Every New Year’s I make reservations for at least one car camping trip the following summer. It’s a nice tradition and definitely comes in handy as the best campsites around here book up fast. This year we took advantage of the 4th of July landing on a Friday and traded fireworks, bbqs and festivities for camping in the woods. I’m sure there were many campgrounds around Washington that included fireworks but Mt. Rainier is really strict, understandably so. It didn’t feel much like 4th of July but we enjoyed it nonetheless.
There’s something so magical about being in the Mt Rainier National Park at night. The throngs of day tourists have left, classical music plays in the Paradise Inn and the stars shine brightly. A peace settles upon the mountain. Wandering through Paradise that first evening, we gazed up at the mountain peppered with snow and glaciers and dirty volcanic rock. We walked through the parking lot, imagining the climbers of vans left behind likely summiting or spending the weekend at Camp Muir. We paused to say hi to the deer and headed back to Cougar Rock in awe of Mt. Rainier’s beauty.
There’s only three drive-up campgrounds on Rainier: Cougar Rock, Ohanapecosh and White River. Cougar Rock is a bit closer to the road than Ohanapecosh, so if you’re able to book early look for a site near the back of the loops. We were in B20 and it was quiet, practically neighborless and large enough for two (big) tents and cars. Then from any of the campgrounds there’s plenty of hikes ranging from nature walks to advanced climbs. We spent part of Saturday hiking in the snow up Skyline Trail from Paradise (post on that coming next) and the rest of the day making delicious Hobo meals on the open fire. I’ve included the recipe below if you feel inspired to make it on your next trip – it’s probably the easiest camping meal!
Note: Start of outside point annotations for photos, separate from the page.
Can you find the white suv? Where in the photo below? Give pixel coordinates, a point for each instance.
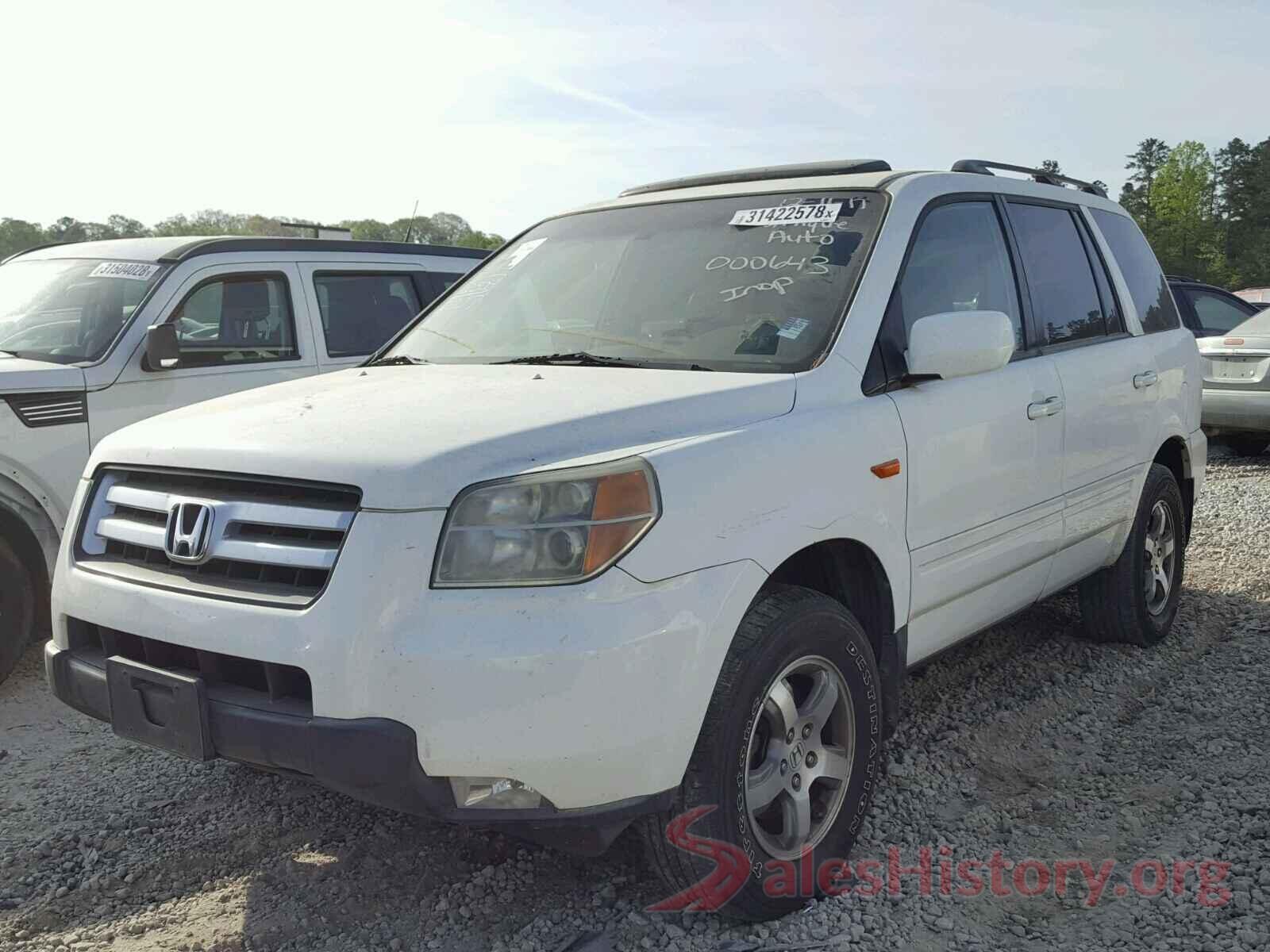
(649, 514)
(234, 314)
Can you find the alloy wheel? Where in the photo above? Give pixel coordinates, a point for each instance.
(800, 752)
(1161, 546)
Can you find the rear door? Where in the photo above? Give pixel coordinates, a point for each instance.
(984, 507)
(1109, 381)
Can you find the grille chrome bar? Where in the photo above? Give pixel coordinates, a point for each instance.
(271, 541)
(234, 512)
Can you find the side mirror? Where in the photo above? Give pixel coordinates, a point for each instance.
(163, 349)
(960, 343)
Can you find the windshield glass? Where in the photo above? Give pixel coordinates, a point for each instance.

Pictured above are breakfast burritos made up of eggs, breakfast maple sausage and cheddar cheese. Cook, assemble and wrap these ahead of time, then throw them on the fire to reheat them up. Lots of protein for your hike and no dishes. Win win. :)Along the Nisqually River on part of the Wonderland TrailPesto Hobo Meal (makes 4-6 portions)
- 4-6 small potatoes, chopped
- 1 onion, chopped
- 2-3 bell peppers
- a bag of frozen corn (fresh corn on the cob works too)
- mushrooms, cut
- 1-2 zucchinis, sliced
- pesto sauce
- chicken sausage
It’s easiest to chop up all your veggies ahead of time. Once at camp start your fire roughly 30 minutes before cook time to allow for some nice coals. Lay foil out for each person’s meal, shiny side up is best. Put as many veggies and meat you’d lik into your individual foil packets then liberally scoop some pesto sauce over top. Wrap up your foil packet so that all the juices will be sealed and throw it on the fire. At this point the fire should be mostly coals with a small flame on the side. It’s best to put your packet over the coals or low flames. You still want enough heat to make the veggies & potatoes soft but not so much that the foil packets are burning. Let cook for 40-50 minutes. I like to check my packet along the way, 30 mins then 40 mins and so on to make sure I take it out at the optimum time … ie: when everything is soft, cooked but not burned. Once your packet appears to your liking, open up your foil and enjoy!